158610.fb2 The Mongol Objective - читать онлайн бесплатно полную версию книги . Страница 45

The Mongol Objective - читать онлайн бесплатно полную версию книги . Страница 45

22

“So now we’re trapped,” Alexander said, looking about the room. In the dark, Montross had managed to find a flashlight on Marco’s right side, clipped to his utility belt. It was small, but more than sufficient to probe the room’s meager dimensions.

“No,” said Caleb, taking the light from Montross and aiming it into the far left corner. “I saw something in my last vision. When this room was designed and furnished. The man, almost familiar, in a blue robe, with a staff as he ordered the box sealed. There’s another exit.”

“It can wait,” said Montross.

“What?”

“They’re not getting back in here any time soon. So we have time. Time to open this box, time to get the books inside. Time to talk.” The light hit his face and he squinted, turning away.

“Yes. Let’s talk.”

“Talk about what?” Alexander asked. “How we’re going to get out of here?”

“No,” Caleb replied. “We need to talk about what Montross has seen, and what I saw. Compare our versions. And I need to understand how much is fact, and what’s merely imagination playing with myth.”

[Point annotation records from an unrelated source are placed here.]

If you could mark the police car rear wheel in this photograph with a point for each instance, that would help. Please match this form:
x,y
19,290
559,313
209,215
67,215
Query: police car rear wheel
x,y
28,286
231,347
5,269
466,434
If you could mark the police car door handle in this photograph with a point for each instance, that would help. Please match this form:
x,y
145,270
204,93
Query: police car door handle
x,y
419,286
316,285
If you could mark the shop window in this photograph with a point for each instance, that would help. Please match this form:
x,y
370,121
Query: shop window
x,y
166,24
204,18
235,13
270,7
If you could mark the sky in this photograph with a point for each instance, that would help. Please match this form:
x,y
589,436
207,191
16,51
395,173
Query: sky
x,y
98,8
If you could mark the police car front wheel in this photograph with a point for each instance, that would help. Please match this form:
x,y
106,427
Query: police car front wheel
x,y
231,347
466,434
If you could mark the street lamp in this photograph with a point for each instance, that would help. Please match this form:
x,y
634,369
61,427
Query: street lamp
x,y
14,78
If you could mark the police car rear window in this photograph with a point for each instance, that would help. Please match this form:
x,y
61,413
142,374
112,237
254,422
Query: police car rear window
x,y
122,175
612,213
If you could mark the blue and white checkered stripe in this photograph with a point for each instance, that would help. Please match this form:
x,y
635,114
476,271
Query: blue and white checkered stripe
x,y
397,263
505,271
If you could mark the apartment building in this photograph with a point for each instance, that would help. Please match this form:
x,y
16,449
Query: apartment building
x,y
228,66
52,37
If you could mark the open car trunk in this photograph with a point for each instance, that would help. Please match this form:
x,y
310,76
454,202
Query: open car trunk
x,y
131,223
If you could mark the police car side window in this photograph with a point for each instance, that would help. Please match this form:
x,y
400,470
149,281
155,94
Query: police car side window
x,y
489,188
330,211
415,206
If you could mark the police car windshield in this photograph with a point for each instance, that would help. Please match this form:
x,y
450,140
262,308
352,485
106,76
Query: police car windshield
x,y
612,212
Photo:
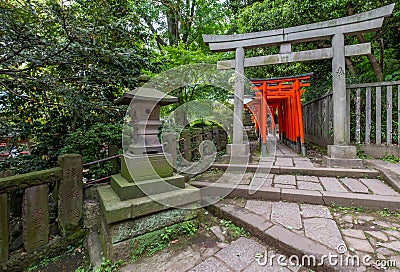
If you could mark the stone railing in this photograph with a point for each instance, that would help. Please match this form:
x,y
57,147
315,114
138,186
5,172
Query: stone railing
x,y
318,120
40,211
374,108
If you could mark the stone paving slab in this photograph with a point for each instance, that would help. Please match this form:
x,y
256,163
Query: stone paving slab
x,y
354,185
378,187
327,231
240,253
390,203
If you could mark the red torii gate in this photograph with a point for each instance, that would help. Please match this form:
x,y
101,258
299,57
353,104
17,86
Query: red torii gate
x,y
281,95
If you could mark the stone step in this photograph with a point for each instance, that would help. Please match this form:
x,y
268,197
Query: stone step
x,y
129,190
115,209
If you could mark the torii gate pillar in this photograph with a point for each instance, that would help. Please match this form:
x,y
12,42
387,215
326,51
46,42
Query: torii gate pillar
x,y
340,153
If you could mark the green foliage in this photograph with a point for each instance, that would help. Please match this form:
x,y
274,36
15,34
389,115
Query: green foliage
x,y
268,15
91,142
234,230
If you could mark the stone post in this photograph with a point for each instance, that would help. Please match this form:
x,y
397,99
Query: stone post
x,y
341,153
339,91
112,151
35,211
70,200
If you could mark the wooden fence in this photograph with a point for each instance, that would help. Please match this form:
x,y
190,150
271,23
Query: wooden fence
x,y
374,109
45,206
318,120
374,115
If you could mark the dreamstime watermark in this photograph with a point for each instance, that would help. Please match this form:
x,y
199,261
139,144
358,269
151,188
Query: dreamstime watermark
x,y
340,258
183,81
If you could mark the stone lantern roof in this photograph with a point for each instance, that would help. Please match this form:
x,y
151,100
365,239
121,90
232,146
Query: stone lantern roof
x,y
147,94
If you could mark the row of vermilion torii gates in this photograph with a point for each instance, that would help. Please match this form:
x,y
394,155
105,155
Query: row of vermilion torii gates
x,y
281,97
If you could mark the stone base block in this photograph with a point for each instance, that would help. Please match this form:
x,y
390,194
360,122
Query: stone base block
x,y
115,210
129,190
144,167
344,163
342,151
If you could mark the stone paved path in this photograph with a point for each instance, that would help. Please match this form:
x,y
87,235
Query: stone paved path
x,y
359,233
311,183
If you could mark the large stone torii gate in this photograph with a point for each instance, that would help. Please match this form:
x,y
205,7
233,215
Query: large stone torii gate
x,y
341,153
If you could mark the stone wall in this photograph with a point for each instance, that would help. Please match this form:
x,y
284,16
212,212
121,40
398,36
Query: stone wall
x,y
190,140
41,213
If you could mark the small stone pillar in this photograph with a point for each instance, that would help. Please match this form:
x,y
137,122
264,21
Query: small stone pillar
x,y
238,151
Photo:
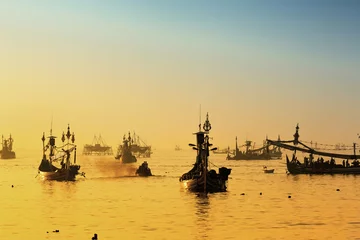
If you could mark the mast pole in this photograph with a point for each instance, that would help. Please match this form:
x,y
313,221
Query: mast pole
x,y
355,151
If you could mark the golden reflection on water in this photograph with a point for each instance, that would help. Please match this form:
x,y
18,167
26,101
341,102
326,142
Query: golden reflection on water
x,y
113,203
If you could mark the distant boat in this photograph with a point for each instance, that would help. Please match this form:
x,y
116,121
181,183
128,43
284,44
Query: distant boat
x,y
98,147
266,170
250,153
126,155
319,166
138,147
6,152
200,178
143,170
67,169
222,151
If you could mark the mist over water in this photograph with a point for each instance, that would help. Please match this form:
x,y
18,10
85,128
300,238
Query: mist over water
x,y
115,168
112,202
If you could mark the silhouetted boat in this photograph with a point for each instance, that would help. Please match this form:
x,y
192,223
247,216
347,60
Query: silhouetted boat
x,y
68,170
319,166
222,151
143,170
200,178
125,155
266,170
249,153
6,152
98,147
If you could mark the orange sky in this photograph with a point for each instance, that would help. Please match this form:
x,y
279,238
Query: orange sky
x,y
111,73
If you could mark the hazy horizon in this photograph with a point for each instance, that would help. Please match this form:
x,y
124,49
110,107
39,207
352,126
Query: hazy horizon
x,y
108,67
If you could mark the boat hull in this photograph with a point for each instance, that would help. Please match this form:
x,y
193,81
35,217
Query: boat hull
x,y
128,159
58,175
215,182
296,168
212,185
7,155
249,157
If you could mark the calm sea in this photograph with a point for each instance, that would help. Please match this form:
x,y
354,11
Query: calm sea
x,y
116,205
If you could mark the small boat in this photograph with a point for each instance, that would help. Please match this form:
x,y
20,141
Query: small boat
x,y
126,155
144,170
266,170
68,170
138,147
200,178
319,166
249,153
6,152
98,147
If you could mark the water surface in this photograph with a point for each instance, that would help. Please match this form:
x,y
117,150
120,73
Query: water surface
x,y
113,203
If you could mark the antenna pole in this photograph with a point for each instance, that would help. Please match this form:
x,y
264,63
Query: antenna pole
x,y
200,118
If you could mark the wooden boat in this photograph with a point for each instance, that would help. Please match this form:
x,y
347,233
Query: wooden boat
x,y
249,153
98,147
6,152
319,166
266,170
138,147
144,170
200,178
68,170
125,155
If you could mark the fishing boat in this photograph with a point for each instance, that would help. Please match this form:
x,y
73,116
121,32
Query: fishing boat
x,y
200,178
143,170
249,153
6,152
56,163
98,147
223,151
318,166
126,155
266,170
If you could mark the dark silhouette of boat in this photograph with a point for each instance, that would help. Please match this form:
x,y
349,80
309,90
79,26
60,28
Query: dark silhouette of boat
x,y
143,170
125,155
137,146
318,166
249,153
6,152
263,153
67,169
200,178
98,147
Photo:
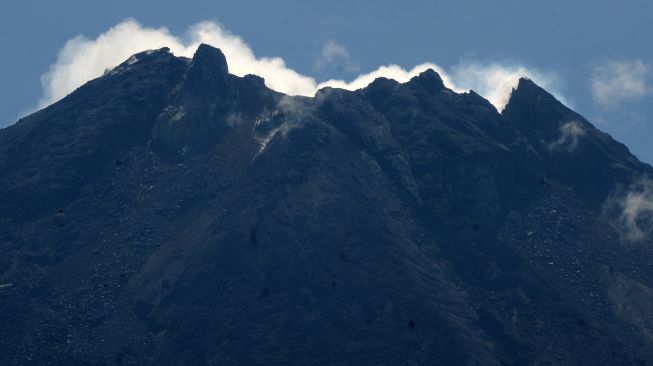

“Can’t it all be fact?” Montross asked.

Caleb held his head, then massaged his temples. “I don’t know if I can believe what I’ve seen. It’s too much to contemplate.”

“Well, let’s start with what we know to be true.”

Caleb aimed the light down at their feet. He took slow breaths, not knowing if the air down here was circulating somehow. It tasted stale, but yet still pure as if its isolation through the millennia had protected it from outside contamination. “So here’s what I know. Robert Gregory believed the Emerald Tablet possessed the power of the universe: a concept similar to the Enuma Elish, the Babylonian Epic of Creation. We know he somehow allied himself with the cult of Marduk, whose members seem bent on reacquiring what the god Anu took from Marduk and delivered to Enki, better known as Thoth, for safekeeping, thousands of years ago.”

“But why?” Montross guided him. “What was the supreme honcho worried Marduk might do with it?”

Alexander scratched the back of his head. “Make a mess of the universe?”

“Precisely,” Montross said, smiling as the flashlight beam drew away from his face and settled on the enigmatic iron chest. “You asked about my dreams? What I’ve seen to make me plan that assault on your team, on your home? And cause such regrettable loss.”

“Yeah,” Alexander said, finding himself choking up again. “Why?”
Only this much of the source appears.